The work involves custom data preprocessing, manual CNN design (without pre-trained models), performance optimization, and comprehensive evaluation using real-world datasets.
The objective of this project was to classify images into multiple object categories using a convolutional architecture trained entirely from scratch.
The focus was on building a baseline CNN model, tuning its hyperparameters, and visualizing the model’s learning dynamics through accuracy and loss plots.
Unlike projects that use pre-trained architectures, this implementation emphasizes deep understanding of CNN mechanics, backpropagation behavior, and regularization techniques that help stabilize and improve performance.
The CNN architecture was implemented manually in PyTorch and trained from scratch with no transfer learning or pre-trained weights.
Architecture summary:
| Layer | Type | Parameters / Details |
|---|---|---|
| 1 | Conv2d |
32 filters, 3×3 kernel, ReLU, padding = 1 |
| 2 | MaxPool2d |
2×2 stride |
| 3 | Conv2d |
64 filters, 3×3 kernel, ReLU |
| 4 | Dropout |
p = 0.25 |
| 5 | Flatten |
— |
| 6 | Linear |
128 → 64 units, ReLU |
| 7 | Linear |
64 → N_classes, Softmax |
Loss & Optimization
- Loss function: CrossEntropyLoss
- Optimizer: Adam
- Learning rate: 0.001 (adaptive tuning)
- Regularization: Dropout + Early Stopping
- Scheduler: ReduceLROnPlateau for adaptive learning rate control
The dataset was preprocessed with the following transformations:
transforms.Compose([
transforms.Resize((64, 64)),
transforms.ToTensor(),
transforms.Normalize((0.5,), (0.5,))
])Each subset (train/val/test) was loaded via torch.utils.data.DataLoader with mini-batches (batch = 32) for efficient GPU acceleration.
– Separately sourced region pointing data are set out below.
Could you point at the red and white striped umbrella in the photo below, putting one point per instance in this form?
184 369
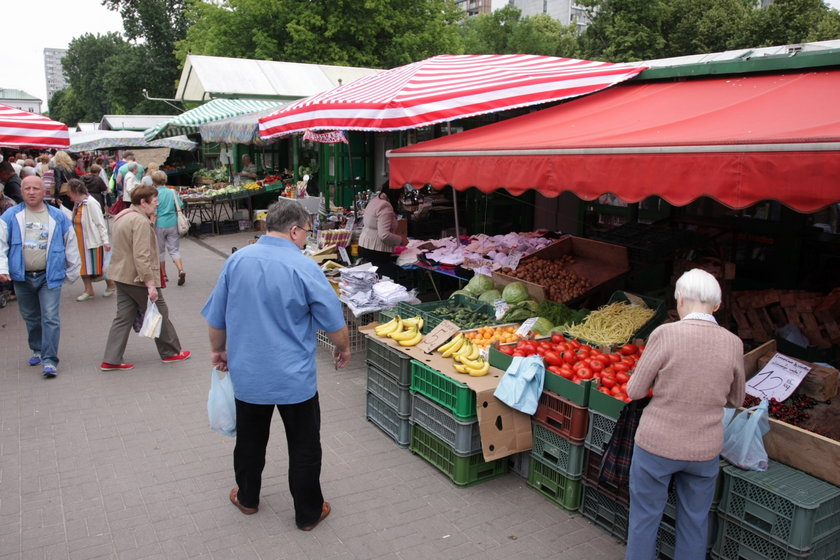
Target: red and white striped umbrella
23 129
444 88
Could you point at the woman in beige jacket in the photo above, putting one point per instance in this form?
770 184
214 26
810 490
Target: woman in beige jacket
377 241
135 269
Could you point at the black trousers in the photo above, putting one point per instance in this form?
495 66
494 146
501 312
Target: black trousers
302 422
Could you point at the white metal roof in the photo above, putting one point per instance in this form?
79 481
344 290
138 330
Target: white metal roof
205 77
131 122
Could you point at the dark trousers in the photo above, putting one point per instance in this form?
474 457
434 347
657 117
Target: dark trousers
302 422
384 262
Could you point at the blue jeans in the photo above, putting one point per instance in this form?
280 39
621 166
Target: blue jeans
39 307
694 483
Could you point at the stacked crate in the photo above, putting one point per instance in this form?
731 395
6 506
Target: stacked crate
559 429
781 513
444 427
388 397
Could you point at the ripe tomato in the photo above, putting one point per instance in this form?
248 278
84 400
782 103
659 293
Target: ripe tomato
628 349
552 358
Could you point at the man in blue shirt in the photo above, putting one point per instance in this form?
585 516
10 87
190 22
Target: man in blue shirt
263 314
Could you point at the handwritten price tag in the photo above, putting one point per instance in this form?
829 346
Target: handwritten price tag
526 326
778 379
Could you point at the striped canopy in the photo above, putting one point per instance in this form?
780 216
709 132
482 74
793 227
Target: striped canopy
217 109
444 88
23 129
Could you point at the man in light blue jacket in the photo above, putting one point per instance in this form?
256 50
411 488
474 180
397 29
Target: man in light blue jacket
38 252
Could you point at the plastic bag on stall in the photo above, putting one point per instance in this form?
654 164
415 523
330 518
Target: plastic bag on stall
221 406
743 438
152 321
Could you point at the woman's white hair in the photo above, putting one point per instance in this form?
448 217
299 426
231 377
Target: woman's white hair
698 285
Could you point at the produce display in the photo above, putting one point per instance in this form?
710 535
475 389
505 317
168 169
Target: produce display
561 284
577 362
612 324
405 331
467 356
485 336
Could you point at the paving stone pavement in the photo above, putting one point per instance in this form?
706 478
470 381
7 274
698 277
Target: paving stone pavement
123 465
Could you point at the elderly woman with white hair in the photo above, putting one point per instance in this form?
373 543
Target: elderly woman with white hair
695 369
130 181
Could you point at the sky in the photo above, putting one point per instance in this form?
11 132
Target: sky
61 22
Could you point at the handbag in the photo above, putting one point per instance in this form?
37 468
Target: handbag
221 406
743 438
183 222
614 470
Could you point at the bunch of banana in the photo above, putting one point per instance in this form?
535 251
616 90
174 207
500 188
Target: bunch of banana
394 325
454 345
475 368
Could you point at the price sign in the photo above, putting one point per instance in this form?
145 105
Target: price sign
342 252
778 379
526 326
501 307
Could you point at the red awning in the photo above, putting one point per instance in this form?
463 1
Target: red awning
22 129
739 140
443 88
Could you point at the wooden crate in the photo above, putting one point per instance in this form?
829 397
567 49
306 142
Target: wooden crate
758 314
815 454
Dataset statistics, class distribution, and image samples were visualized to ensure balance and correctness.
The model was trained for 30 epochs with early stopping enabled after convergence.
| Metric | Train | Validation | Test |
|---|---|---|---|
| Accuracy | 94.72 % | 91.8 % | 87.6 % |
| Loss | steadily decreasing | plateaued after ~25 epochs | — |
- Regularization (dropout + scheduler) prevented overfitting in the deeper layers.
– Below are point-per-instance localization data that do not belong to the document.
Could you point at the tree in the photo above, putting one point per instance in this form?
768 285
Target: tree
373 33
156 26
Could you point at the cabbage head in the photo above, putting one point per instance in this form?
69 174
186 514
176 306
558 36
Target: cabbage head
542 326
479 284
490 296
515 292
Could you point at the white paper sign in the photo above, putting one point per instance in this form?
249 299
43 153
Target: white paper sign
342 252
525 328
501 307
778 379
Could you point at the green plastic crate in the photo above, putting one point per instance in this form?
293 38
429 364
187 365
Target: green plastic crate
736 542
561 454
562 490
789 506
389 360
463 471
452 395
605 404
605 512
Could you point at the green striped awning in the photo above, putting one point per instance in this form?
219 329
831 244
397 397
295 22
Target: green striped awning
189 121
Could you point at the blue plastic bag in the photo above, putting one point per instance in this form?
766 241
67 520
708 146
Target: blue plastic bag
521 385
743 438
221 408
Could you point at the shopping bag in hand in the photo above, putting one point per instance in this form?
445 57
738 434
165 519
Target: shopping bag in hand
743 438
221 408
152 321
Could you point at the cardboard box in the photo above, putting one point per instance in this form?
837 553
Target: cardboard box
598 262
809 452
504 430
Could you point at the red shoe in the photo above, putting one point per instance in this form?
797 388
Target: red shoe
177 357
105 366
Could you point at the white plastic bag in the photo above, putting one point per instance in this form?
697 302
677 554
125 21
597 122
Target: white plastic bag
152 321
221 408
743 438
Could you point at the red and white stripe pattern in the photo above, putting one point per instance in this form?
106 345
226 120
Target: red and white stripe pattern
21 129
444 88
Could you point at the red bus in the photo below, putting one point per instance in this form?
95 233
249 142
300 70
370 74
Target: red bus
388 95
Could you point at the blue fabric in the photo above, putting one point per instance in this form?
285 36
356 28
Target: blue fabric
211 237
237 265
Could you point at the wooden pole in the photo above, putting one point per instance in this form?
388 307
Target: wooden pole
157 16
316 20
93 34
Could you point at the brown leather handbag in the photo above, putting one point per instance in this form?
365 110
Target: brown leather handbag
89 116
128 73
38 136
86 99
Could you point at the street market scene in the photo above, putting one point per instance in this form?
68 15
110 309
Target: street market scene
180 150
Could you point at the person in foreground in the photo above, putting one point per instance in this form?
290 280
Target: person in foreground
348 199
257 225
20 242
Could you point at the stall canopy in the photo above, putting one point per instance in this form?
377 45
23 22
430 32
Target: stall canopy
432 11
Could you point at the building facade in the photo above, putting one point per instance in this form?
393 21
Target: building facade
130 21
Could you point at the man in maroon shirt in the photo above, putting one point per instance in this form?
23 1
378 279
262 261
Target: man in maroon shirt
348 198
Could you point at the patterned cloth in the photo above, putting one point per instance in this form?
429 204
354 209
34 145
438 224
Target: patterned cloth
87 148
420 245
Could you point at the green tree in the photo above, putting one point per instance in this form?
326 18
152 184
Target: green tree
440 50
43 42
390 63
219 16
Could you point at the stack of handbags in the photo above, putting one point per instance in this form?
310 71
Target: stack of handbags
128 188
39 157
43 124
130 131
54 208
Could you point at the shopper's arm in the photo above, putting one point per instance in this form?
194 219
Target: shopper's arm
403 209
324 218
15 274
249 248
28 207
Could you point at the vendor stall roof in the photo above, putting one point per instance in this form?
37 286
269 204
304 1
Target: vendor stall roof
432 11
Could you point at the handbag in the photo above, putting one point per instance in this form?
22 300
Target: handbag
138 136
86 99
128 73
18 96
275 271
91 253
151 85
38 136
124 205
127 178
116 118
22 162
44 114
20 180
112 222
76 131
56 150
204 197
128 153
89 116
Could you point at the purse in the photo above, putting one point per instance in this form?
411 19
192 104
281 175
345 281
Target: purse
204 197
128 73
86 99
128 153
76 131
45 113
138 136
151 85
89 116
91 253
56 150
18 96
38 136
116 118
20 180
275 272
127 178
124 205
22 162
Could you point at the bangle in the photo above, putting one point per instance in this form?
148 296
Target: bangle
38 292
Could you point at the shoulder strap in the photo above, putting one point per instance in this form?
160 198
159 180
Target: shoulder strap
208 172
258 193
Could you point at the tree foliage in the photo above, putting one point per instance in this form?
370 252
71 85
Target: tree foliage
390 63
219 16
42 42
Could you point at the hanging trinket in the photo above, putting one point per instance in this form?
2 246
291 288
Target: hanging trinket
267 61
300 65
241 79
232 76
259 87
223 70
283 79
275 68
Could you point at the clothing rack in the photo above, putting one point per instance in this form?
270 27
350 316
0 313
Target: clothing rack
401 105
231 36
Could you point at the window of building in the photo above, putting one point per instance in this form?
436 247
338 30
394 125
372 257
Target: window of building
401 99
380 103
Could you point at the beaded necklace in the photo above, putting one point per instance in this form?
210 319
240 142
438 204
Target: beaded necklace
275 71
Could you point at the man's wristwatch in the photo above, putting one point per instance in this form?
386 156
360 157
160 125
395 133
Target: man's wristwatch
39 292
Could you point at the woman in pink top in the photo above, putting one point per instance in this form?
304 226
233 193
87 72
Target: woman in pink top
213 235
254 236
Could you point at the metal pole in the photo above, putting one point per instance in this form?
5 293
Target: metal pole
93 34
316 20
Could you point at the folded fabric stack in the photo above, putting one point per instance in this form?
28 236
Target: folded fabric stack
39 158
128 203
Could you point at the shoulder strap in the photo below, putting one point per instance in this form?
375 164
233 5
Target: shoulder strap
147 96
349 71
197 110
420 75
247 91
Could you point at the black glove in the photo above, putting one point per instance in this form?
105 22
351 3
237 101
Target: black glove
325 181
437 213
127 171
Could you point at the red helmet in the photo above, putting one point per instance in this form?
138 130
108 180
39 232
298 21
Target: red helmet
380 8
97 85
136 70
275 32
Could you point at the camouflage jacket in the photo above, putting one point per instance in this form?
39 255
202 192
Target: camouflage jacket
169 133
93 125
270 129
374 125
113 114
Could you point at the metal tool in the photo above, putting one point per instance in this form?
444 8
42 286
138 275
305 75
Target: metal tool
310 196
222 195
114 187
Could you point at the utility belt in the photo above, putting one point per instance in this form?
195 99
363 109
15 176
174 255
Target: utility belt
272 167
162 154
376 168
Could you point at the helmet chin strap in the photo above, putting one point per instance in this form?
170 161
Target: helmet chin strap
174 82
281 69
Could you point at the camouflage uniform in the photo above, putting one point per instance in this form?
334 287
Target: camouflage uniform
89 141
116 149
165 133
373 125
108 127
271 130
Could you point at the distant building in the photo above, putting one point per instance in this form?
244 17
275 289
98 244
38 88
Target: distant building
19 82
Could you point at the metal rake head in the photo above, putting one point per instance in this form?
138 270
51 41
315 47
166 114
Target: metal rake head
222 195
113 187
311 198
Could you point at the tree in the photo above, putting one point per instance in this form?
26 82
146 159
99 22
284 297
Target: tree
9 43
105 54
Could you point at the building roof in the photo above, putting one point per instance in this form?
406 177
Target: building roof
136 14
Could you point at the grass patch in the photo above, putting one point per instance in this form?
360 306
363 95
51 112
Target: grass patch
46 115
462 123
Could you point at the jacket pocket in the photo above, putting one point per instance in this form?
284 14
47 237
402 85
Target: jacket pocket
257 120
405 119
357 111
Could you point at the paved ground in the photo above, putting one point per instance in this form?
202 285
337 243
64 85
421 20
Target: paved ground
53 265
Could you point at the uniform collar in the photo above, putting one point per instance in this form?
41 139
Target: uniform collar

- Manual learning rate tuning was crucial in stabilizing training.
- The model captured fine texture and shape features efficiently despite limited epochs.
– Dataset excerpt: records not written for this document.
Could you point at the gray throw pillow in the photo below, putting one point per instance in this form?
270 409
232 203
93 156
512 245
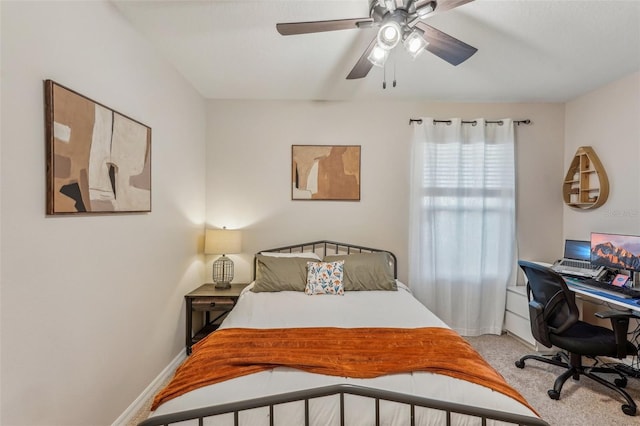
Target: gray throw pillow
366 271
281 273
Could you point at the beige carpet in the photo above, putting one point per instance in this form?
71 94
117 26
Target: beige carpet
583 403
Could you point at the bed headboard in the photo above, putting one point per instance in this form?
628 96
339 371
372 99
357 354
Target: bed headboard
324 247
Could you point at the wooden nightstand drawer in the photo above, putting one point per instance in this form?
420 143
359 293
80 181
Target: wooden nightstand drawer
212 304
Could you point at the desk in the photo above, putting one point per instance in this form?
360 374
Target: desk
620 302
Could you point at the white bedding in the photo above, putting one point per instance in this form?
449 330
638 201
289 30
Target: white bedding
354 309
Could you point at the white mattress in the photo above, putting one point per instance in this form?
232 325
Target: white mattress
354 309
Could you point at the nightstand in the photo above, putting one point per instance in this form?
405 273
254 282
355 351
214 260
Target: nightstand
208 299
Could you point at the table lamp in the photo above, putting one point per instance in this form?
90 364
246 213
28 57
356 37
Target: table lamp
222 241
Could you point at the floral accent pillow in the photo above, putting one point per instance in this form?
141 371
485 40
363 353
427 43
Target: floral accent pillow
325 278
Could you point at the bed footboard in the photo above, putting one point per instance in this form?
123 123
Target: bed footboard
305 396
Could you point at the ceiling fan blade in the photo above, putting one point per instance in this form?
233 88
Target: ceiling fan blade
363 66
293 28
444 5
444 46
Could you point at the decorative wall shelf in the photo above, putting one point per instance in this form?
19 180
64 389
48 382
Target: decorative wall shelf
586 185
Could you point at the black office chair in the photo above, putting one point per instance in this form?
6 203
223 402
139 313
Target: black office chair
554 322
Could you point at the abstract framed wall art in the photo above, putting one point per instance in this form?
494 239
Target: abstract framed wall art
98 160
325 172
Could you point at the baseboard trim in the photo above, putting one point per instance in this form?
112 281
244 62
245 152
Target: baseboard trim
150 390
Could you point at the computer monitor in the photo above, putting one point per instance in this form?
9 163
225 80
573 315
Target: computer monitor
616 251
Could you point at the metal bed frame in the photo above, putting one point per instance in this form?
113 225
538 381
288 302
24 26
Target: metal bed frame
450 409
306 396
325 247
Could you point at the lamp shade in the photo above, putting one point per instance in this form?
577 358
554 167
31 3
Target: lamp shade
222 241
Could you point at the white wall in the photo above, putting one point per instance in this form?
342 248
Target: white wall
249 172
608 119
81 295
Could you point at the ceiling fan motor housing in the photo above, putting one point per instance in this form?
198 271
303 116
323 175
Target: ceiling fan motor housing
379 8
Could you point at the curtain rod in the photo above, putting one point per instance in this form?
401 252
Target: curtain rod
473 123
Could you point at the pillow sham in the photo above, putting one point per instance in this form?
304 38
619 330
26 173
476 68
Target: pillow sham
325 278
308 255
366 271
280 273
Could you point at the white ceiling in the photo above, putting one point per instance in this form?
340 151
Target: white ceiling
528 50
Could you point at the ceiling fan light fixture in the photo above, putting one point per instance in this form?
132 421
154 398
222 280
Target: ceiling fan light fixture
378 56
415 43
389 35
424 8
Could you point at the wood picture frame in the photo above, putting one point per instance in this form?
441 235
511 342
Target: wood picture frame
325 172
98 160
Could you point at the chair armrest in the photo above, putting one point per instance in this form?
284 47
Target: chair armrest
620 325
618 314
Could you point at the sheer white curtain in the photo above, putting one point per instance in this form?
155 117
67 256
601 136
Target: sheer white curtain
462 244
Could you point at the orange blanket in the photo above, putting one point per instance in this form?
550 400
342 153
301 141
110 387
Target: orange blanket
349 352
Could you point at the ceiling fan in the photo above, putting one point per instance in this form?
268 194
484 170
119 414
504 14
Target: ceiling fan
397 20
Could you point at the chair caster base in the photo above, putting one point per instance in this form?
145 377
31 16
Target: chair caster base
553 394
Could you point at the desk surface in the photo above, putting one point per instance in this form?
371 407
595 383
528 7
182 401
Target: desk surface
605 297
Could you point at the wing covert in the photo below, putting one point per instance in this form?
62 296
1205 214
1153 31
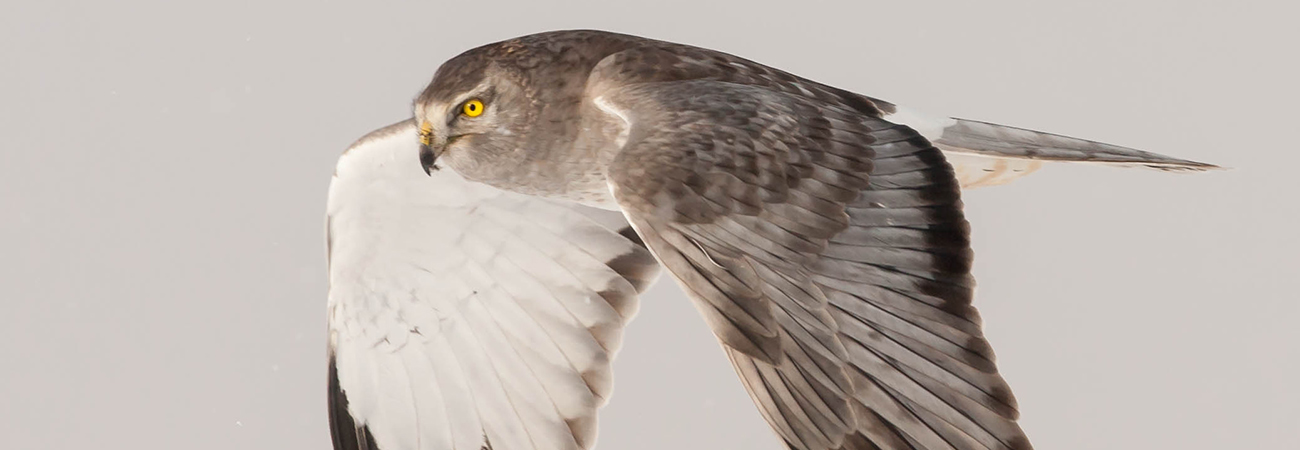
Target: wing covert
828 252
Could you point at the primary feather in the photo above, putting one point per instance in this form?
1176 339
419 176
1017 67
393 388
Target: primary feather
818 232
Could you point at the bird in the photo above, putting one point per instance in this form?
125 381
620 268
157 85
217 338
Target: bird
485 254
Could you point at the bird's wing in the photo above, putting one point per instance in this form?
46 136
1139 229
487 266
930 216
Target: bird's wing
828 252
984 154
463 316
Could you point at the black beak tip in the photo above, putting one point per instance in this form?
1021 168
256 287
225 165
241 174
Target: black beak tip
427 160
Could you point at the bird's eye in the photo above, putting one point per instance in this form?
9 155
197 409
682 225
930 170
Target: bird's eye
472 108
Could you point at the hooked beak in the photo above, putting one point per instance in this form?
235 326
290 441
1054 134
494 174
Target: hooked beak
427 155
427 159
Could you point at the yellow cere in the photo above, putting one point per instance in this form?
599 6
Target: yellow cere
425 133
472 108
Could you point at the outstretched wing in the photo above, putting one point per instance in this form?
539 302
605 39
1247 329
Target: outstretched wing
827 250
984 154
462 316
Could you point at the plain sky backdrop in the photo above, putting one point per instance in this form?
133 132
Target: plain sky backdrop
164 171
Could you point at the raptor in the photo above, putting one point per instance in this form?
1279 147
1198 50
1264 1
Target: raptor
486 254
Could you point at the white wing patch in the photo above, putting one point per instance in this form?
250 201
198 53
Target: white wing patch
984 154
462 316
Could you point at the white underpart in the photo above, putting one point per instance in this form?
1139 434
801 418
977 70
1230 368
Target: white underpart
459 311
- Training from scratch provided interpretability over each layer’s contribution, a valuable learning experience beyond black-box fine-tuning.
- Achieved 87.6 % test accuracy on a custom-curated dataset.
- Demonstrated smooth gradient propagation and stable learning.
- Achieved balanced predictions across classes with no major bias.
- Built a foundational CNN ready to be extended for VGG- and ResNet-style comparative studies (as done in Part 2).
- The dataset used in the project is in git release as a zip file.